Télécom SudParis is leading the project’s software aspect. Its researchers’ mission is to develop image processing algorithms to recognize the gestures users make. By using neural networks to create deep learning, the scientists want to create a dictionary of distinctly different gestures. They will need to be recognizable by the ultrasound sensors regardless of the hand or arm’s position in relation to the sensor.

This is no easy task: the first step is to study differentiating gestures; the ones that cannot confuse the algorithms. The next steps involve reducing noise to improve the detection of shapes, sometimes in a way that is specific to the type of use—a sensor in the wall of a house will not have the same shortcomings as one in a car door. Finally, the researchers will also have to take the uniqueness of each user into account. Two different people will not make a specific sign the same way nor at the same speed.

“Our primary challenge is to develop software that can detect the beginning and end of a movement for any user,” explains Marius Preda, while emphasizing how difficult this task is, considering the fluid nature of human gestures: “We do not announce when are going to start or end a gesture. We must therefore succeed in perfectly segmenting the user’s actions into a chain of gestures.”

Moving towards the human-machine interaction of tomorrow

To meet this challenge, researchers at Télécom SudParis are working very closely with the partners in charge of the hardware aspect. Over the course of the project’s three-year period, the consortium hopes to develop new, smaller generations of sensors. This would make it possible to increase the number of transmitters and receivers on a given surface area, therefore improving the image resolution. This innovation, combined with new image processing algorithms, should significantly increase the catalogue of shapes recognized by ultrasound.

The Silense project is being followed very closely by car and connected object manufacturers. A human-machine interface that uses ultrasound features several advantages. In comparison to the current standard interface—touch—it improves vehicle safety by decreasing the attention required to push a button or tactile screen. In the case of smartphones or smart houses, this will mean greater convenience for consumers.

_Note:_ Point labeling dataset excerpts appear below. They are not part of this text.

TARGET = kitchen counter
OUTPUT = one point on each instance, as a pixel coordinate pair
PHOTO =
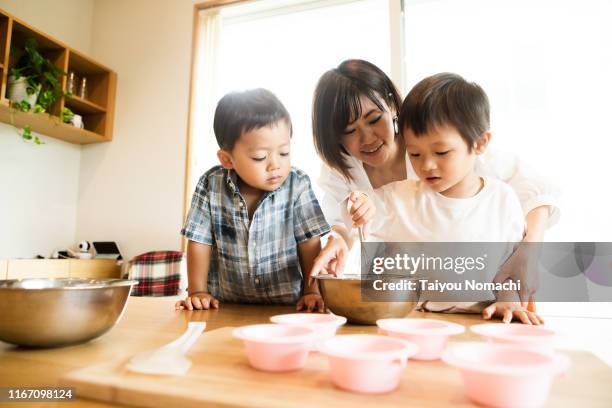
(151, 322)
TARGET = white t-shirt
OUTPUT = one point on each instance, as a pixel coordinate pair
(409, 211)
(532, 190)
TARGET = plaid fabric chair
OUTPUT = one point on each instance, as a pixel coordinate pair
(159, 273)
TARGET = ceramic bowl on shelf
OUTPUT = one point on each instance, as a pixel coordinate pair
(325, 325)
(276, 347)
(505, 375)
(429, 334)
(367, 364)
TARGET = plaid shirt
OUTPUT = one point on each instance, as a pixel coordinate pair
(257, 261)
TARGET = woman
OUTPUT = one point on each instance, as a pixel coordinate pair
(356, 134)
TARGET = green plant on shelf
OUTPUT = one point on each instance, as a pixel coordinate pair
(66, 115)
(43, 78)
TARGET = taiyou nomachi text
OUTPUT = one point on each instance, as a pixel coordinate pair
(438, 286)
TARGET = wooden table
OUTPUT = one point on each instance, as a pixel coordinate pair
(151, 322)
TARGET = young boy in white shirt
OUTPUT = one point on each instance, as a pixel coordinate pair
(445, 124)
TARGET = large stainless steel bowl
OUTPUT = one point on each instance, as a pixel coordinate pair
(59, 312)
(343, 296)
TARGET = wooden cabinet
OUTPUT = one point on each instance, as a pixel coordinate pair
(59, 268)
(97, 108)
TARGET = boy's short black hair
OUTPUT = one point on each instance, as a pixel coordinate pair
(239, 112)
(336, 104)
(446, 99)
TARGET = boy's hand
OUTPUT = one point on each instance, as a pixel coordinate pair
(311, 302)
(197, 301)
(331, 259)
(511, 310)
(362, 210)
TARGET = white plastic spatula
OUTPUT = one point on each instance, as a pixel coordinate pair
(169, 359)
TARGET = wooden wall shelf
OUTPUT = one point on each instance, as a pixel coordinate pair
(97, 109)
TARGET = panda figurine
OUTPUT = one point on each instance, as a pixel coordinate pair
(84, 247)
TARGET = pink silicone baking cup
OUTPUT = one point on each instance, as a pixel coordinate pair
(367, 363)
(504, 375)
(429, 334)
(324, 325)
(276, 347)
(516, 333)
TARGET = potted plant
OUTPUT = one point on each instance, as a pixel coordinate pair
(34, 83)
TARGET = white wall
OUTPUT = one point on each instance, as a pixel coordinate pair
(131, 190)
(39, 184)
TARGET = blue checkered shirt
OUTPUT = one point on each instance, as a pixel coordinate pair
(257, 261)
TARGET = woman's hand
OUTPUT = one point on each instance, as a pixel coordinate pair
(331, 259)
(511, 310)
(361, 210)
(311, 302)
(521, 266)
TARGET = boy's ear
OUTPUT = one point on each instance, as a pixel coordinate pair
(483, 141)
(225, 159)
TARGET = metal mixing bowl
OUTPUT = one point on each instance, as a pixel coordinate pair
(59, 312)
(343, 296)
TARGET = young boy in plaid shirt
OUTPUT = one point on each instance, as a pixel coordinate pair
(254, 225)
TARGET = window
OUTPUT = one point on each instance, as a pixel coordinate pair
(546, 67)
(284, 46)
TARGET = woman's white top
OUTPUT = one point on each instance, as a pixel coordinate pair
(411, 212)
(532, 189)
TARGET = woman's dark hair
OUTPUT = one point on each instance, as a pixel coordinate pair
(239, 112)
(336, 104)
(446, 99)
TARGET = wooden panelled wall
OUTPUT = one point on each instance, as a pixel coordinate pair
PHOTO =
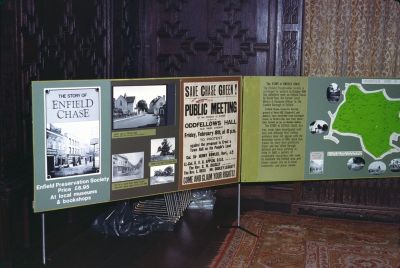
(74, 39)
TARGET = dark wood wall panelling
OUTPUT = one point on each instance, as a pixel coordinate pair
(73, 39)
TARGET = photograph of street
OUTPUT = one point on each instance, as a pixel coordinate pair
(139, 106)
(72, 149)
(162, 149)
(127, 166)
(162, 174)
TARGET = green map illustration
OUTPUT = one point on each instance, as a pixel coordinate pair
(371, 116)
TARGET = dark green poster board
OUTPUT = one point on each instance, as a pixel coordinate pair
(105, 140)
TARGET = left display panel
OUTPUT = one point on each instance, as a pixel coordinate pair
(98, 141)
(71, 143)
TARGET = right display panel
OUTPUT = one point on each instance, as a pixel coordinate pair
(300, 128)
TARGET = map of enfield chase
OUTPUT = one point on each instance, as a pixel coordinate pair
(371, 116)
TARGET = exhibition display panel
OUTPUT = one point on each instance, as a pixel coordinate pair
(99, 141)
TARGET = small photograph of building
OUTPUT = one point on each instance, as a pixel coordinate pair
(355, 163)
(162, 174)
(377, 168)
(318, 127)
(333, 93)
(72, 149)
(162, 149)
(128, 166)
(139, 106)
(394, 165)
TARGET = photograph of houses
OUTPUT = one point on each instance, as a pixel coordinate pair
(139, 106)
(128, 166)
(72, 131)
(162, 149)
(72, 149)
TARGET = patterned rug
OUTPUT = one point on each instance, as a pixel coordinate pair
(302, 241)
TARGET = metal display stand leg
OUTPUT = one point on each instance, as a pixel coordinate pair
(43, 241)
(238, 218)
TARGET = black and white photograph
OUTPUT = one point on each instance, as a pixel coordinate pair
(394, 165)
(355, 163)
(162, 149)
(333, 93)
(316, 165)
(139, 106)
(72, 132)
(318, 127)
(377, 168)
(129, 166)
(162, 174)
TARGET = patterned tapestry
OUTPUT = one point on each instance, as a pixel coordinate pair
(351, 38)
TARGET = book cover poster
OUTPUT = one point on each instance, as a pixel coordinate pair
(72, 132)
(210, 131)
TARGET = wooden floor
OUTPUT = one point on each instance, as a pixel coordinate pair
(193, 243)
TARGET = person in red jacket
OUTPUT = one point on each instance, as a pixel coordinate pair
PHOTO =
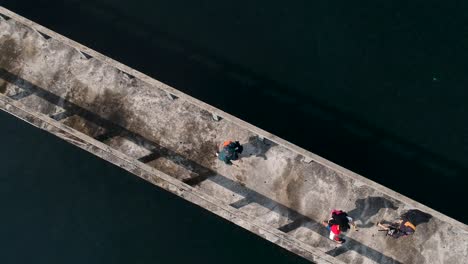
(339, 222)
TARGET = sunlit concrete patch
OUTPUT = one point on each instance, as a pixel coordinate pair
(170, 139)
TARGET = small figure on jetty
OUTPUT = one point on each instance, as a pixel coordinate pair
(339, 222)
(406, 224)
(230, 150)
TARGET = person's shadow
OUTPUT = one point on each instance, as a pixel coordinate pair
(256, 147)
(368, 207)
(416, 217)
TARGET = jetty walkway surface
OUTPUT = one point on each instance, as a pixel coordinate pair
(277, 190)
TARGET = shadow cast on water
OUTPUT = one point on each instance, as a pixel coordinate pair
(202, 173)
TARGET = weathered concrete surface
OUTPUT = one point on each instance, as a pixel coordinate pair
(278, 191)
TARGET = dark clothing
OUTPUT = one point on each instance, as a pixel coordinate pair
(230, 152)
(404, 229)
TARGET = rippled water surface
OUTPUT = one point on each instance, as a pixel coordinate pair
(378, 87)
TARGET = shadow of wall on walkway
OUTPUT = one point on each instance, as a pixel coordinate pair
(373, 152)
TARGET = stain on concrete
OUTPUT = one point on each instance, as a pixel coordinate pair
(179, 138)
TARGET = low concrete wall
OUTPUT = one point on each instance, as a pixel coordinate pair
(277, 190)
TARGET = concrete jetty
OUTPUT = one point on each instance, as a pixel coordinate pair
(278, 191)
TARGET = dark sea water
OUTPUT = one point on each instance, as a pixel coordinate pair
(379, 87)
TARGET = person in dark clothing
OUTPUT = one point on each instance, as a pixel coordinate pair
(230, 151)
(338, 222)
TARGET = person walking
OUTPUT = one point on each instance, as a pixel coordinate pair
(230, 150)
(339, 222)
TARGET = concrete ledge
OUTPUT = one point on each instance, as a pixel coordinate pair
(277, 190)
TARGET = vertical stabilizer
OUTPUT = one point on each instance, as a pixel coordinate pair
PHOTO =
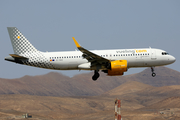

The ultrasound interface that is proposed here must also be compared with its main competitor: interaction through visual recognition—Kinect cameras, for example. According to Marius Preda, the use of ultrasound removes the lighting problems encountered with video in situations of overexposure (bright light in a car, for example) or underexposure (inside a house at night). In addition, the shape segmentation, for example for hands, is easier using 3D acoustic imaging. “If your hand is the same color as the wall behind you, it will be difficult for the camera to recognize your gesture,” the researcher explains.

Silense therefore has high hopes of creating a new way to interact with machines in our daily lives. By the end of the project, the consortium hopes to establish three demonstrators: one for a smart house, one integrated into a car, and one in a screen like that of a smartphone. If these first proof-of-concept studies prove conclusive, don’t be surprised to see drivers making big gestures in their cars someday!